Reputation: 71
I am trying to perform a Wilcoxon rank-sum test between two data frames. I would like to perform the test only between the rows. for example, the test should only be done between row 1 in df1 (A, 1, 2, 3) and df2 (A ,10, 12 ,13), row 2 in df1 (B ,4, 5, 6) and df2 (B ,14, 15, 16), and so on.
df1=pd.DataFrame(np.array([['A',1, 2, 3], ['B',4, 5, 6], ['C',7, 8, 9]]),
columns=['Details','a', 'b', 'c'])
df2=pd.DataFrame(np.array([['A',10, 12, 13], ['B',14, 15, 16], ['C',17, 18, 19]]),
columns=['Details','a', 'b', 'c'])
This should lead me to a column of p values for the test between the rows of the data frames.
out = pd.DataFrame(np.array([['A',0.05], ['B',0.0002], ['C',1]]),
columns=['details','P'])
One way is to apply a for loop but unfortunately, I have 28000 rows in my original dataset and this experiment has to be repeated at least 1000 times. I am wondering if anyone has a better strategy to approach this.
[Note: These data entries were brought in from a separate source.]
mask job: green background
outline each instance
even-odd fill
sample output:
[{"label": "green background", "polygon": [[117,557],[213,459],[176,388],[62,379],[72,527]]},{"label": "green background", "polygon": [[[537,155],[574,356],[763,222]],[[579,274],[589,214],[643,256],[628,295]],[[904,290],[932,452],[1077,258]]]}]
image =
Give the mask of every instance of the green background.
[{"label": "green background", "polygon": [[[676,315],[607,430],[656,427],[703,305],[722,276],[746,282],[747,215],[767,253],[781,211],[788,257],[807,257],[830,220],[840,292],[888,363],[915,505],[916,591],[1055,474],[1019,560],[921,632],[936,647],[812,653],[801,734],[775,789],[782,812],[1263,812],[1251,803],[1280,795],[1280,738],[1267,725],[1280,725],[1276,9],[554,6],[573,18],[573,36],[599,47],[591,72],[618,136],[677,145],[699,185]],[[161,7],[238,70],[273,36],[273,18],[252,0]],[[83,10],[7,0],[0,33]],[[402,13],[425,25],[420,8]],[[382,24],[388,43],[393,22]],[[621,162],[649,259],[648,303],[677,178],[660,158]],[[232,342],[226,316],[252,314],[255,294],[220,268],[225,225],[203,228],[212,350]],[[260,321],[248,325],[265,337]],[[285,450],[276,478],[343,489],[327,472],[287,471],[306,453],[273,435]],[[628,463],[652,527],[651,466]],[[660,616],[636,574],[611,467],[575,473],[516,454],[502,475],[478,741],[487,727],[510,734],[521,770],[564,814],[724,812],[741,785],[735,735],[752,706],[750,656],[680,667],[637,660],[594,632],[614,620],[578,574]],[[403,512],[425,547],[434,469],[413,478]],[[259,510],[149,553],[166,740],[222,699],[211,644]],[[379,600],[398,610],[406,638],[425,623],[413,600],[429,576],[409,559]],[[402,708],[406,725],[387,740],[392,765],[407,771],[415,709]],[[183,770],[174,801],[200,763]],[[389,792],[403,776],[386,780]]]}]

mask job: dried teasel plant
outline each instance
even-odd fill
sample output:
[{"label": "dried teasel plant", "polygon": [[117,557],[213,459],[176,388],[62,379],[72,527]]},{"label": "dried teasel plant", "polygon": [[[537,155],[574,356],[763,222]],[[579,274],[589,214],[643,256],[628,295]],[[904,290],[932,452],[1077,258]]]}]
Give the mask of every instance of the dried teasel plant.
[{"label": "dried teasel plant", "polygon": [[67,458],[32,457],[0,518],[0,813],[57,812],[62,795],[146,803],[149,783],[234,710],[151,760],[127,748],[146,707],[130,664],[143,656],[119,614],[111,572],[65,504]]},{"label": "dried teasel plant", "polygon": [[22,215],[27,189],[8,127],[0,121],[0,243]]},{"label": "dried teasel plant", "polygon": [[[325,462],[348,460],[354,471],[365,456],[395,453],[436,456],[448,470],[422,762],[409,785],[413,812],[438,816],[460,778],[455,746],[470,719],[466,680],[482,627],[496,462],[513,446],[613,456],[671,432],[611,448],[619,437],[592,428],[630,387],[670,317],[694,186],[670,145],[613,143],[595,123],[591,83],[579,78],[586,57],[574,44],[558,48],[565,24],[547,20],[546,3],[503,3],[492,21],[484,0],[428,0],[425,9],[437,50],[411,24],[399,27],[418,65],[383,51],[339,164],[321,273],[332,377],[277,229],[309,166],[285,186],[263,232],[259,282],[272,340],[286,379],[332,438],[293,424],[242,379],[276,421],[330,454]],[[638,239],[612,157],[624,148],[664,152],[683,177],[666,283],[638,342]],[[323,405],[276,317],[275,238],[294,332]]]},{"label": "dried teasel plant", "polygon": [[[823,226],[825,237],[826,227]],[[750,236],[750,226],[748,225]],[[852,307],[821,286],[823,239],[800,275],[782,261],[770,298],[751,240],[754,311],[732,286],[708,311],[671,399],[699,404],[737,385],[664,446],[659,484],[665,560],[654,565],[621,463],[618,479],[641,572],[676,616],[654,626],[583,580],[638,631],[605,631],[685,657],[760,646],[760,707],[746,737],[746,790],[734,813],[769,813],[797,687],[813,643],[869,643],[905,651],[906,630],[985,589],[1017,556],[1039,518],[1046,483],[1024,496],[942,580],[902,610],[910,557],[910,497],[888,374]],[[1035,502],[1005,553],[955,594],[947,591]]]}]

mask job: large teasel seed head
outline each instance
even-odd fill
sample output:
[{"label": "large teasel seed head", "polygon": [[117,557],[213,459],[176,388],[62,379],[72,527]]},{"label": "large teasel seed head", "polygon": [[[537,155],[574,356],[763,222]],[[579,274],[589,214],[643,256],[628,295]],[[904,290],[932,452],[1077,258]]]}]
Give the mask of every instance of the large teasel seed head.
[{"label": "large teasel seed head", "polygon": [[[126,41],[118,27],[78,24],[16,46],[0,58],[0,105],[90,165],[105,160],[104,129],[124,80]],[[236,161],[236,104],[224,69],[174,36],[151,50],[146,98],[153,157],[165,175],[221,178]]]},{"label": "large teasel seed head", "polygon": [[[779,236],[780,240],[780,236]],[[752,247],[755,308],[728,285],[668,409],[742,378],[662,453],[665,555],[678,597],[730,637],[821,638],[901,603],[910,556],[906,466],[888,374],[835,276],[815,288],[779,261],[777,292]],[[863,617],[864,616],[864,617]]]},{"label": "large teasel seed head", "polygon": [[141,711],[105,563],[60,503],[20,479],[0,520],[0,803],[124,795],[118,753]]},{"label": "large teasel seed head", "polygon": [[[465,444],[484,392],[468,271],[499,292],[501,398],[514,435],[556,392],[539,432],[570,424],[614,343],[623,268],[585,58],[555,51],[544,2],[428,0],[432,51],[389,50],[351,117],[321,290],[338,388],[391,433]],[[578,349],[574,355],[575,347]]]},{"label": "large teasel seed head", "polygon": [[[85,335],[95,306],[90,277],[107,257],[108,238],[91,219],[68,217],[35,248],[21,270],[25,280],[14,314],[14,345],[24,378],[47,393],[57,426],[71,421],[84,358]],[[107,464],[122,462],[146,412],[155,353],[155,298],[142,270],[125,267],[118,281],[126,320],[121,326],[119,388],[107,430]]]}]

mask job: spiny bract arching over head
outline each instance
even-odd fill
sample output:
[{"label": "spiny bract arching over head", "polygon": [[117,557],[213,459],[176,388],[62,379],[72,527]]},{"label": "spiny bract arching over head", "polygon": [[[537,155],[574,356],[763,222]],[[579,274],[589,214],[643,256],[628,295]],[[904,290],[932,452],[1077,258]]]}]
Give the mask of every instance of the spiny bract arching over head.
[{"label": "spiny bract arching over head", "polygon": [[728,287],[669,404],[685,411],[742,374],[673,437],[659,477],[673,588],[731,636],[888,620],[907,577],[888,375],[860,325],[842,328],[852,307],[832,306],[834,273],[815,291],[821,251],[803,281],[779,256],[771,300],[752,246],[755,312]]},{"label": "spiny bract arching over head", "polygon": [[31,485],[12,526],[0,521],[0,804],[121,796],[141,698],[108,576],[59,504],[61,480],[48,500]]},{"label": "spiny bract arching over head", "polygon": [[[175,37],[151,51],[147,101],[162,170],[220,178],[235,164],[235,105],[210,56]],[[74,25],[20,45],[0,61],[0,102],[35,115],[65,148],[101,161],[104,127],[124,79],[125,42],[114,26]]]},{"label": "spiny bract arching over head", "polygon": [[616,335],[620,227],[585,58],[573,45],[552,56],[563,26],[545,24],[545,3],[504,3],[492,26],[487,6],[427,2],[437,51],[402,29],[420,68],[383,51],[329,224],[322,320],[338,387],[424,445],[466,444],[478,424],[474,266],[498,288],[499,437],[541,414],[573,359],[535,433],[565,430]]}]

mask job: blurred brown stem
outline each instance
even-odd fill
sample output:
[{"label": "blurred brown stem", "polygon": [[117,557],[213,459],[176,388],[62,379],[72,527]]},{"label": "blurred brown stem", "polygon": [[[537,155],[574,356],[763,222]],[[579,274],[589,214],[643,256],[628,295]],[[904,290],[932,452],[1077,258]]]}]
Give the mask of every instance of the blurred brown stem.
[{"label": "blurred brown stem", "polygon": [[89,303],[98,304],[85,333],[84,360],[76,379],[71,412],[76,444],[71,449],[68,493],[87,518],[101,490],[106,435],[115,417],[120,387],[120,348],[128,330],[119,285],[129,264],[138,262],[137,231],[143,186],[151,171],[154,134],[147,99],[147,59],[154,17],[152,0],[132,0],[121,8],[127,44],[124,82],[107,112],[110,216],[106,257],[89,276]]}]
Thank you very much for your help in advance.
Upvotes: 0
Views: 1303
Reputation: 562
One way to calculate this is using ranksums of scipy
from scipy.stats import ranksums
import pandas as pd
df1=pd.DataFrame(np.array([['A',1, 2, 3], ['B',4, 5, 6], ['C',7, 8, 9]]),
columns=['Details','a', 'b', 'c'])
df2=pd.DataFrame(np.array([['A',10, 12, 13], ['B',14, 15, 16], ['C',17, 18, 19]]),
columns=['Details','a', 'b', 'c'])
a = df1.loc[0,'a':].values.astype(int) #Select the first row
b = df2.loc[0,'a':].values.astype(int) #Select the second row
ranksums(a, b)
Upvotes: 2